How Risky are Your Property Investments
Investment properties can make many of us feel financially secure, but it’s worth taking a close look at how well a portfolio stands up to any potential nightmares, to ensure you aren’t running the risk of losing everything.
The unexpected can always happen and things can go wrong, so investors are wise to consider asset protection from the early stages of their portfolio.
Unfortunately, on the whole, asset protection is not well understood by property investors. While most understand the importance of being protected, few actually take out insurance or fail to receive the full benefits associated.
Protection can range from the structure in which to purchase the investment, whose name to buy in or even the specific type of insurance required.
Without the correct protections in place, investors run the risk of losing everything if something goes wrong. For an investor or for that matter any home owner skimping on insurance is not a particularly good idea.
As an example, if someone was to be injured or worse at your investment property, and there was a lawsuit brought against you, it is possible that your insurance would not fully cover the amount of the claim.
In a case like this, if the properties are all owned in the investor’s own name, then all the assets can be claimed. This includes the investor’s home.
Knowing which name or structure to purchase an investment in can, however, be a confusing exercise.
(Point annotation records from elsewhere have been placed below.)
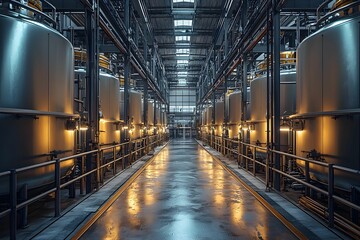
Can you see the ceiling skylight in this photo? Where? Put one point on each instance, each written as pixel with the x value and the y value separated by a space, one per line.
pixel 182 38
pixel 183 22
pixel 189 1
pixel 182 61
pixel 183 74
pixel 183 51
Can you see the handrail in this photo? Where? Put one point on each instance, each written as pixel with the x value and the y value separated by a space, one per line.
pixel 221 144
pixel 14 206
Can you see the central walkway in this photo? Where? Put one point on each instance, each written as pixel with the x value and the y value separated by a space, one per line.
pixel 185 194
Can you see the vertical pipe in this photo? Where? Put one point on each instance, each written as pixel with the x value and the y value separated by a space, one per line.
pixel 13 203
pixel 226 113
pixel 24 210
pixel 330 195
pixel 226 40
pixel 276 86
pixel 57 186
pixel 92 87
pixel 145 107
pixel 268 26
pixel 127 78
pixel 155 117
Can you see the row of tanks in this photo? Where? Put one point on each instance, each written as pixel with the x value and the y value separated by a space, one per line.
pixel 321 95
pixel 39 83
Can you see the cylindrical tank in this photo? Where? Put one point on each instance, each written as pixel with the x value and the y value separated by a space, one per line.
pixel 135 112
pixel 203 117
pixel 36 83
pixel 151 112
pixel 209 116
pixel 109 104
pixel 219 117
pixel 157 112
pixel 234 109
pixel 328 82
pixel 258 96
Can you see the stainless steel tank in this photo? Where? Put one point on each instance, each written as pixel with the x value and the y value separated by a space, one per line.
pixel 150 116
pixel 258 95
pixel 234 110
pixel 203 117
pixel 328 83
pixel 158 117
pixel 135 112
pixel 109 104
pixel 36 82
pixel 219 117
pixel 209 116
It is always worth seeking advice from financial planners, accountants and solicitors that have experience with property.
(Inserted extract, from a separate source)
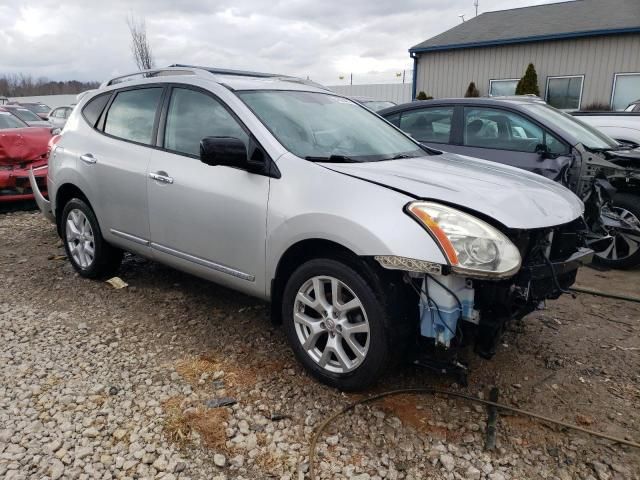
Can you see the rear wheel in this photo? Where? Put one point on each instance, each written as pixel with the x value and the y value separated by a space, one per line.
pixel 90 255
pixel 619 246
pixel 338 326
They will be able to assess your overall situation and help you implement a strategy that is most suitable to your circumstance and your portfolio.
On the Way In
For investors that own, or are planning to own assets other than investment properties, such as a home, it is advisable to keep them separate.
This gives you some protection with claims only able to come against a single property.
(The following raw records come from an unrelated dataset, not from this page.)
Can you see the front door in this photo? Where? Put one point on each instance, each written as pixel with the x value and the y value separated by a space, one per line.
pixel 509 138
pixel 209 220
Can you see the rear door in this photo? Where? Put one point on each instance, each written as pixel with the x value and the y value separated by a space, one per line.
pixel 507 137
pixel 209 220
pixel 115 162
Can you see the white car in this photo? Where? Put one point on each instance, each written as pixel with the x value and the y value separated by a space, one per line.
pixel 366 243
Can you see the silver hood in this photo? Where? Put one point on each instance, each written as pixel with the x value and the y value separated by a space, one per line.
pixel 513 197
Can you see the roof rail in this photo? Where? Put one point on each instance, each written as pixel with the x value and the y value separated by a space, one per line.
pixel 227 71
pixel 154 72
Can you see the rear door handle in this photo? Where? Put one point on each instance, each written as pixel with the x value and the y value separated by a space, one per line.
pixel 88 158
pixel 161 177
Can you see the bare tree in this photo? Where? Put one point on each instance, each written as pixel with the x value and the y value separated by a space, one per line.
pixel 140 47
There are typically three ways to purchase a property; these include buying it in your own name, in the name of a company or in the name of a trust.
The standard way to purchase a property, in the name of the investor, allows negative gearing concessions and is fairly simple to organise, but provides very little protection should someone sue.
Buying through a company is the next option. This allows the liability to remain with the company, while the shareholders are protected against the banks seizing their personal assets.
This leaves a third option, the trust structure. This can be hairy and complicated, but essentially, if you buy a property in a unit trust then you can apply negative gearing to it because the debt is still in your name and the distribution from the trust becomes income.
The other type of trust, a hybrid trust, is a mixture of a unit and discretionary trust, but banks will not typically lend to this type of trust. For this reason, it is not a popular choice with investors.
Seeking out More Information
Making changes down the track to different investment structures, or adding insurance policies after damages, can be costly.
For this reason, obtaining advice from accountants, solicitors, financial planners and insurance specialists are worthwhile steps before deciding on what is right for your portfolio.
When your portfolio holds your potential future financial security, it may sometimes be worth considering more expensive insurance packages for peace of mind.